Because of these things, I believe that there no “self” and in fact everyone in the universe is just collective property. Maybe we can just be the property of Earth, the property of the universe. Therefore, there is no need to consent to scientists taking samples and doing whatever it is they want to do with it. It’s just like quoting someone’s words and thoughts; their ideas aren’t solely theirs either, and tracing down its source is impossible, making it collective.

Just like you have no say when (natural) death arrives, you have no control over what becomes of you. Besides, if who we are is influenced greatly by society and our environments, don’t we owe it to those factors to help make progress?

I acknowledge that this is a very radical way of thinking. But hey, even this isn’t my own. It’s a combined effort of Stix, my past experiences, and mostly, what we discuss everyday in class. This too, is collective property. (;


froggies315's picture

I’m with you 100% on the DNA

I’m with you 100% on the DNA thing.  I’m even with you 100% on the character and personality thing.  I guess where I start to lose your train of thought is what comes next.

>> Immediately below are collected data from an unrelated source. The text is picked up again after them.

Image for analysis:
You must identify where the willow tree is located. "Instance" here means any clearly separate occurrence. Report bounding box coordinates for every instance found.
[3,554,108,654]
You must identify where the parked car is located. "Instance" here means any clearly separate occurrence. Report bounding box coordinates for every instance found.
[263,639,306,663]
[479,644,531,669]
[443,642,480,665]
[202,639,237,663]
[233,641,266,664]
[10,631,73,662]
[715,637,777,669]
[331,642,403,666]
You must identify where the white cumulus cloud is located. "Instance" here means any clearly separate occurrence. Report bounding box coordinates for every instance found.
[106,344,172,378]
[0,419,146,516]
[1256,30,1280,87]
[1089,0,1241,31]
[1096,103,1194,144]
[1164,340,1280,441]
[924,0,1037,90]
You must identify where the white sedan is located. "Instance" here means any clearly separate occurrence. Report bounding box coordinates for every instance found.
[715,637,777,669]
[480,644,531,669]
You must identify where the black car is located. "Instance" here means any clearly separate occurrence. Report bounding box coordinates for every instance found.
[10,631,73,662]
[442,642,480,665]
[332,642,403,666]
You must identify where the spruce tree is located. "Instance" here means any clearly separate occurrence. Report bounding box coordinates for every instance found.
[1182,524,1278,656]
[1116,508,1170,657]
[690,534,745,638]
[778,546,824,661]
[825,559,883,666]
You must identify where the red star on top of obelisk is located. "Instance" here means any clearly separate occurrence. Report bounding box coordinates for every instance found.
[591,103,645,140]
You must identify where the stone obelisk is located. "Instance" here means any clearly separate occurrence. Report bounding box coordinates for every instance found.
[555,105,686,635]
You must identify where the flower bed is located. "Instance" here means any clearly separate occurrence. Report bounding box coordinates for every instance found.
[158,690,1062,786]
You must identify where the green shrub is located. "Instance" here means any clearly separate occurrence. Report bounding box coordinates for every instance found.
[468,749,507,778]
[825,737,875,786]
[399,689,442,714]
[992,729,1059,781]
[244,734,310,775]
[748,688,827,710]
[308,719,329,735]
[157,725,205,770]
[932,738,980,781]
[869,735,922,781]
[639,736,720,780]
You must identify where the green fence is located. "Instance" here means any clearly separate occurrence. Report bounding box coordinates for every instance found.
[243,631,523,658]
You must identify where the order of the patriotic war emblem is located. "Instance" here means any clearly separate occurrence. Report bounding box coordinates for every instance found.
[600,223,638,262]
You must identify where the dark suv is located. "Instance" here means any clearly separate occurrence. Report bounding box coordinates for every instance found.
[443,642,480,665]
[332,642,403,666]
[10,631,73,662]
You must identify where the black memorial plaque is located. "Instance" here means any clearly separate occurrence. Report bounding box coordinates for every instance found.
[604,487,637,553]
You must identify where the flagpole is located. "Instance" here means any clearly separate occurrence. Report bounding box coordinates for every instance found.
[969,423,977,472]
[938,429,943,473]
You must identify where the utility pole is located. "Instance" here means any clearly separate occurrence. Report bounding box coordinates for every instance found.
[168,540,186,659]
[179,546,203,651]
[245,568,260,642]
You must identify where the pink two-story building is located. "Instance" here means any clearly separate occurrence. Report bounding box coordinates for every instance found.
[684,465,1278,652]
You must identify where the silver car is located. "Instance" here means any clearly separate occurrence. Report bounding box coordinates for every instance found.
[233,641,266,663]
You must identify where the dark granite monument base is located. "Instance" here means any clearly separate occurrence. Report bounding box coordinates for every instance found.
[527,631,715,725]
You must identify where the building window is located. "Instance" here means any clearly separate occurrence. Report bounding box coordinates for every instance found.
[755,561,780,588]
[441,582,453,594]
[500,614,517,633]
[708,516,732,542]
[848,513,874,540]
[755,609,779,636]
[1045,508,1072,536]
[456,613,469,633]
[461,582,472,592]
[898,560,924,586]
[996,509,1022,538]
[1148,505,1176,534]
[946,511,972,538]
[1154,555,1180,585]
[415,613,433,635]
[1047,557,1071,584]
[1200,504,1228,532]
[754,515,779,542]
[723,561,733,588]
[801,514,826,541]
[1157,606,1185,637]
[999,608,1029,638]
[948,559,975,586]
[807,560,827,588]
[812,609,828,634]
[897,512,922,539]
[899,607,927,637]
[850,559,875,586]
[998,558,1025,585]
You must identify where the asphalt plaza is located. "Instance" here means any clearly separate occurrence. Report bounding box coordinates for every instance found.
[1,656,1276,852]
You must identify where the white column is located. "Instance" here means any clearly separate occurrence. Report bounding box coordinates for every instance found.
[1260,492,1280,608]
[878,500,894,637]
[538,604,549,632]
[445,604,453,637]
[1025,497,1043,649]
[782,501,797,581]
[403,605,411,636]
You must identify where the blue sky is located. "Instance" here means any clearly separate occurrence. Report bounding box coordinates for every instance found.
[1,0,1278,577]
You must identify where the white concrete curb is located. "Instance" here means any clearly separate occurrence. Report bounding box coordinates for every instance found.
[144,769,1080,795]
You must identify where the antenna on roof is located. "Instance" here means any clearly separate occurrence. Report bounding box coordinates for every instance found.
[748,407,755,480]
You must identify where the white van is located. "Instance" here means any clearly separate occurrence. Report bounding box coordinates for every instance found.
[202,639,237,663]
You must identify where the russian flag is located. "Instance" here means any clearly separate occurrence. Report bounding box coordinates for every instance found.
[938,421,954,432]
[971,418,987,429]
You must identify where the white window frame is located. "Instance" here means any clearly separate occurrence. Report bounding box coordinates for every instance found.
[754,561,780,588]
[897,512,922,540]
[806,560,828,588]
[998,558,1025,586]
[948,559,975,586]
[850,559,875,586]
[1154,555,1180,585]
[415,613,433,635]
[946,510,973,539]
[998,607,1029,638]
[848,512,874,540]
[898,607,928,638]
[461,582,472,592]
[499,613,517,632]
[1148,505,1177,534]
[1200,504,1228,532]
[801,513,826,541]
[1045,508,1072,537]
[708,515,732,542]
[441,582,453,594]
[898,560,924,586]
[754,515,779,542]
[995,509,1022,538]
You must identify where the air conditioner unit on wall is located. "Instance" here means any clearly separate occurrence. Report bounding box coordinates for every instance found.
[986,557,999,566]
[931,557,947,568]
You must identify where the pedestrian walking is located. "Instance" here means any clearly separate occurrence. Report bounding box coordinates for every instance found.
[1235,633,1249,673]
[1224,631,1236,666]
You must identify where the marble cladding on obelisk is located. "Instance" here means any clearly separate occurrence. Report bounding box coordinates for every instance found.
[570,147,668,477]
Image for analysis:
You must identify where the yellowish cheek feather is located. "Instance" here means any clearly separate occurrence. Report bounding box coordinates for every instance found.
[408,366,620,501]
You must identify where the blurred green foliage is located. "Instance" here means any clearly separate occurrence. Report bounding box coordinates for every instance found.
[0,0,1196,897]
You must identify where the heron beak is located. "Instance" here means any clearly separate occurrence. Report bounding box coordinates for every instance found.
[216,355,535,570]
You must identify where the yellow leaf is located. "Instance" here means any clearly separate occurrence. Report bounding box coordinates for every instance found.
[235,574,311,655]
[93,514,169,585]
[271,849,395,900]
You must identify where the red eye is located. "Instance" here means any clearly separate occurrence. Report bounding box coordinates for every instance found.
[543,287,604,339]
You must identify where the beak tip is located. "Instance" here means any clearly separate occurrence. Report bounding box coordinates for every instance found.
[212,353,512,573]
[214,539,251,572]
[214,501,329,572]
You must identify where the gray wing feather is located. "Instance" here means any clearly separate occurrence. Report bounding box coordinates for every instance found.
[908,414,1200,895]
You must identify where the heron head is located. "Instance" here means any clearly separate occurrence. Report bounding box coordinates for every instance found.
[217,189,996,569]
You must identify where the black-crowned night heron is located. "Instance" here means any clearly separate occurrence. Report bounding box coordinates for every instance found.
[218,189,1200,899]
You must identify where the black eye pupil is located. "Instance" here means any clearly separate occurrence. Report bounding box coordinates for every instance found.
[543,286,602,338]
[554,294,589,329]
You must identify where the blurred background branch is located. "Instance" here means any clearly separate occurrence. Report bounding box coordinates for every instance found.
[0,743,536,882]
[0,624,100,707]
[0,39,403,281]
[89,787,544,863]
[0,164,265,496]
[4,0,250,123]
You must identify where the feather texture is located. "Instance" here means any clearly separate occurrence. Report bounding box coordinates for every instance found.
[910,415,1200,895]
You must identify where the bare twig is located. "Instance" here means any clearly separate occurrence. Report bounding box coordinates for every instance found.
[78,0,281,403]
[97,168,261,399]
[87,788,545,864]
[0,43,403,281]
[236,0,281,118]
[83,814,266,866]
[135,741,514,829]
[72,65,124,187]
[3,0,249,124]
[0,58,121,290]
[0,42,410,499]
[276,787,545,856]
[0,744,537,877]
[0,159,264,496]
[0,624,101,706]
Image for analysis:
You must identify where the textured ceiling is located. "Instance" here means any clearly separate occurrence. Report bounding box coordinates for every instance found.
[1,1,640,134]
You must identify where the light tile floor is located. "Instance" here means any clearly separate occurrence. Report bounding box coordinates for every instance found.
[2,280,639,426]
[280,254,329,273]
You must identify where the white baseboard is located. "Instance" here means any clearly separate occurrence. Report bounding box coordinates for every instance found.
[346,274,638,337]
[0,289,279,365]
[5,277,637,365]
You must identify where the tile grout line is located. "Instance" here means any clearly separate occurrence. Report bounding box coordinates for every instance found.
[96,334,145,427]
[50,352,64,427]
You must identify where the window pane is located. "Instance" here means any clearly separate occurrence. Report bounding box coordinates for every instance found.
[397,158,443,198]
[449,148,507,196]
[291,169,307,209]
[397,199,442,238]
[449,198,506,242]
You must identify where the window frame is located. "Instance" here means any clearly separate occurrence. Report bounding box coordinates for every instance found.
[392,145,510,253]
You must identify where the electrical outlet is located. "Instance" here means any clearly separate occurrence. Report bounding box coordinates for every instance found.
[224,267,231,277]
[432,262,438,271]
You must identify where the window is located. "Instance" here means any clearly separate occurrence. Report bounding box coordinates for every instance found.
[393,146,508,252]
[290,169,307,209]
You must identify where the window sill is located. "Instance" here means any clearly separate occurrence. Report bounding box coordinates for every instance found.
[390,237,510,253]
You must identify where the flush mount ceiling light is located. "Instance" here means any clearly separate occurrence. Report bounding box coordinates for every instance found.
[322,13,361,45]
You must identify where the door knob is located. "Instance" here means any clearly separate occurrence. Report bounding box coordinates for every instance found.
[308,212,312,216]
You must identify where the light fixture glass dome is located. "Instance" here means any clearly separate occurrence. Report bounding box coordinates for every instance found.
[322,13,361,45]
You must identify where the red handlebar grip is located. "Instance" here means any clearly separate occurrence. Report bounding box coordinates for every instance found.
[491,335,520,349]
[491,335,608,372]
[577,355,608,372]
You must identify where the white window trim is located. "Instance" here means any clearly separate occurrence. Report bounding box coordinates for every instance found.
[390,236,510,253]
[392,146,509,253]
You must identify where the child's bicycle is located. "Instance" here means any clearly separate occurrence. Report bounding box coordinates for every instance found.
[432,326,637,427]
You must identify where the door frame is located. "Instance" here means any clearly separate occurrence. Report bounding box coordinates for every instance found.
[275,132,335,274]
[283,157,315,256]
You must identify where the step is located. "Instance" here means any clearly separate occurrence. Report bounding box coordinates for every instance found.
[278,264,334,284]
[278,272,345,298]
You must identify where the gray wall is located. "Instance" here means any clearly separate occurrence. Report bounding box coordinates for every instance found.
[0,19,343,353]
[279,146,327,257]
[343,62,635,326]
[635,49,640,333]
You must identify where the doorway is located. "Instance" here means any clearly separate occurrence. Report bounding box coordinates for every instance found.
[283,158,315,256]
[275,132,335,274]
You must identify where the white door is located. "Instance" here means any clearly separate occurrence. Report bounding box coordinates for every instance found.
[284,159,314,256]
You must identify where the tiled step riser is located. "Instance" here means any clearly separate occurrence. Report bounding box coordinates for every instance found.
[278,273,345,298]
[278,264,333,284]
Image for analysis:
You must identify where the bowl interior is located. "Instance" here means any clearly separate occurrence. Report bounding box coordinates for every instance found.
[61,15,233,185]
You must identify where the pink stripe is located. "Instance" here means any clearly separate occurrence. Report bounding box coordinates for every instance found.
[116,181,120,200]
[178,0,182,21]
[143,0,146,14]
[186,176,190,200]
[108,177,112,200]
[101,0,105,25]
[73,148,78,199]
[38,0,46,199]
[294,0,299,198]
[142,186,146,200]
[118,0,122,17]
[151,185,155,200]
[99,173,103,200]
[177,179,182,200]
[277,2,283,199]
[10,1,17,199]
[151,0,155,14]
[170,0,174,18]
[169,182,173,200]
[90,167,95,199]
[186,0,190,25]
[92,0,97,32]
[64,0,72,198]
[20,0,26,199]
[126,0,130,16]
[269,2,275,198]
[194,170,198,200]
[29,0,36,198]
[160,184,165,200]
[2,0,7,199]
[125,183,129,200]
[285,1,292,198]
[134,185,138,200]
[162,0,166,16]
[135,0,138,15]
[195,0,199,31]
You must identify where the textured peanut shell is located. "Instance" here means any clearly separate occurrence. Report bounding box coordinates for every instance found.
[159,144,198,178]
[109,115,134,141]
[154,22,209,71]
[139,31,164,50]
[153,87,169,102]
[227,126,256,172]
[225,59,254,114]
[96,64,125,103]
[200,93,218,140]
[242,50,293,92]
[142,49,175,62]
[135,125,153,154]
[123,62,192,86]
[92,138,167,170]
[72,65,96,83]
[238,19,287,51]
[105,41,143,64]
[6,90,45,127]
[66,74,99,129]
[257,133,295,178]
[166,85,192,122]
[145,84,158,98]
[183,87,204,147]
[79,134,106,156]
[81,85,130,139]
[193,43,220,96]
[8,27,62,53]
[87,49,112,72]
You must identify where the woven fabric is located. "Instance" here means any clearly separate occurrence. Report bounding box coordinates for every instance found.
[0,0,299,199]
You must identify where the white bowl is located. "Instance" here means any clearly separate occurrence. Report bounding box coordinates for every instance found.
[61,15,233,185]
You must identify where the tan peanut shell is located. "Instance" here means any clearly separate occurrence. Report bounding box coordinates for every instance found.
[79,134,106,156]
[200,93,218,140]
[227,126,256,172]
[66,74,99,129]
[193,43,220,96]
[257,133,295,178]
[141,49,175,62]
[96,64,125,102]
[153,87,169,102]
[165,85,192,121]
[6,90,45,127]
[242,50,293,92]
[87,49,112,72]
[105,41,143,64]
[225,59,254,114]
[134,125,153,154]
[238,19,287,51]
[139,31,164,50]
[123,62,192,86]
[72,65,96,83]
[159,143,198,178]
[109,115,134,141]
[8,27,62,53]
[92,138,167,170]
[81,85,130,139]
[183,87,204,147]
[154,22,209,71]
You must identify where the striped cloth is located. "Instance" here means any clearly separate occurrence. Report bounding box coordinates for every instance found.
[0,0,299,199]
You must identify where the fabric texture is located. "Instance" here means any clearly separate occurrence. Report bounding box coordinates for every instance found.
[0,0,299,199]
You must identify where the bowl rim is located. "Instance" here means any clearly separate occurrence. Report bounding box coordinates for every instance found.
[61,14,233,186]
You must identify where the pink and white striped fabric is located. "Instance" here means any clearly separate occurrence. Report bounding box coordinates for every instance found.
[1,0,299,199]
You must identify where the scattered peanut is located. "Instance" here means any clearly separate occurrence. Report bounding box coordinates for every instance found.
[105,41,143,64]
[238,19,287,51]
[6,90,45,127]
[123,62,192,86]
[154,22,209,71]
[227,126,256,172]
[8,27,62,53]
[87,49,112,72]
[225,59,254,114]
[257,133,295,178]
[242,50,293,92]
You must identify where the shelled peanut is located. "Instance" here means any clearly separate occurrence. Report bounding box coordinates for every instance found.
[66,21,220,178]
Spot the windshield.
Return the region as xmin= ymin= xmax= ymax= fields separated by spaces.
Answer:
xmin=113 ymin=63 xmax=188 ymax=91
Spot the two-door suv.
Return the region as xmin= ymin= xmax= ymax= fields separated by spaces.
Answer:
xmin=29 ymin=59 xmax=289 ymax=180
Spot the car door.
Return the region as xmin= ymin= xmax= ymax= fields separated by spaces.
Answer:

When I write something, it’s not mine in that it’s derived from the work of everything that has come before me, but it is mine in that my brain did some thinking and my fingers did some typing.  In the same way, I am derived from an ancient biological lineage, but I get to take responsibility for my existence because I have changed what life is on this planet--I have an impact, we all have an impact.  Because we all must take ownership of how our existence touches other life, I believe we also get to take ownership of our body and, by extension, our cells.  Taking ownership is especially important for doctors becuase of the inherent power dynamics that exist between patients and their physicians.  If anything, taking ownership was even more espcially imporant for Henrietta's doctors given the disturbing power dynamics inherent in a black woman’s 1951 visit to a gynecologist who was a white man in Baltimore.

I have to think a little bit more about free will...right now, all I got is that I believe in it.  This might not be enough for a class in a school that wants me to be skeptical about everything, but it is enough for me.  If I come up with some “evidence,” I’ll share it.  Maybe something we can think about without running into a wall is that there might be a difference between making choices and free will.